Les expériences de Jules Olitski (1922-2007), autre peintre de l’abstraction post-picturale, consistèrent essentiellement en une critique de l’Expressionnisme abstrait. Olitski, qui couvrait de vastes surfaces de toile d’un lavis, à ces surfaces teintes fait souvent contraste une partie du bord de la toile : celle-ci était généreusement enduite de peinture épaisse appliquée à la brosse, traitement qui était inspiré non pas tant par Pollock que de Staël. Les peintures elles-mêmes sont généralement de grandes dimensions. L’œuvre de Olitski se caractérise par un paradoxe car l’immensité de l’échelle semble en contradiction avec la limitation du contenu – les tableaux suggèrent une prise de position esthétique pour mieux la renier. La douceur et la joliesse sont ironiques, et pourtant en même temps sincères et authentiques. Plus encore que les œuvres de Noland et de Stella, ces peintures s’adressent à un public averti.
Développements ultérieurs – Après le Post-Painterly Abstraction
En juin 1965, une exposition intitulée Washington Color Painters a lieu à la Washington Gallery of Modern Art. Cette exposition regroupe un grand nombre d’artistes qui avaient participé à l’exposition Post-Painterly Abstraction à Los Angeles l’année précédente. Parmi eux, Morris Louis, Kenneth Noland, Howard Mehring, Gene Davis et Thomas Downing. Cette exposition a marqué le début officiel de ce que l’on a appelé l’école de la couleur de Washington, qui était à bien des égards un sous-mouvement de la peinture en champs de couleur (Color Field Painting).

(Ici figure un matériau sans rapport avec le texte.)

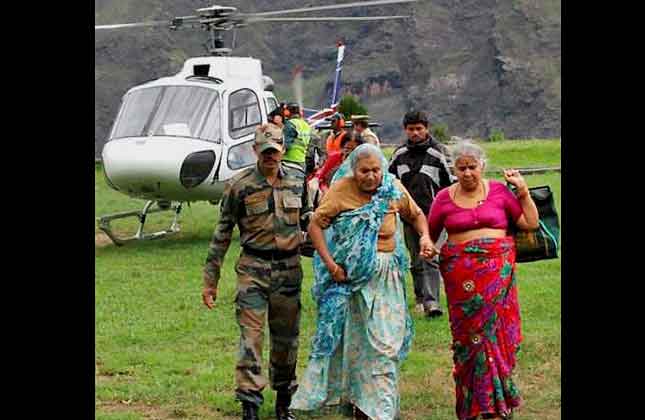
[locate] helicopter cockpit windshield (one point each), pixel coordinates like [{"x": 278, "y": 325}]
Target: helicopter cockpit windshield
[{"x": 176, "y": 111}]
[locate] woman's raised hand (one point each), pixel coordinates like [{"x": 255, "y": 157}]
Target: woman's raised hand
[
  {"x": 514, "y": 177},
  {"x": 427, "y": 248}
]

Les peintres de Washington ont créé des toiles minimalistes composées de rayures, de fines bandes de couleurs alternées et de formes géométriques. En novembre 1966, dans les pages d’Artforum, le critique Michael Fried publie l’essai « Shape as Form : Frank Stella’s New Paintings ». Dans cet essai, il qualifie les œuvres récentes de Morris Louis, Kenneth Noland et Jules Olitski – qui s’ajoutent à celles de Stella – de « nouvel illusionnisme ». L’importance de ce phénomène, selon Fried, réside dans la différence entre la forme littérale et la forme représentée. L’ancienne norme de la peinture abstraite, ou « ancien illusionnisme » consistait pour l’artiste à prendre un support de toile carré ou rectangulaire de base et à utiliser ce modèle pour représenter ce qui lui plaisait. Ce que des artistes comme Stella et Noland avaient réalisé, selon Fried, était la transformation complète de la forme littérale des peintures. En utilisant des toiles aux formes étranges, oblongues et asymétriques, ils avaient fait de la forme du tableau et de la forme de la toile des choses synonymes. Ce « nouvel illusionnisme » a donc marqué l’avènement de la toile façonnée, comme une invention singulièrement moderne.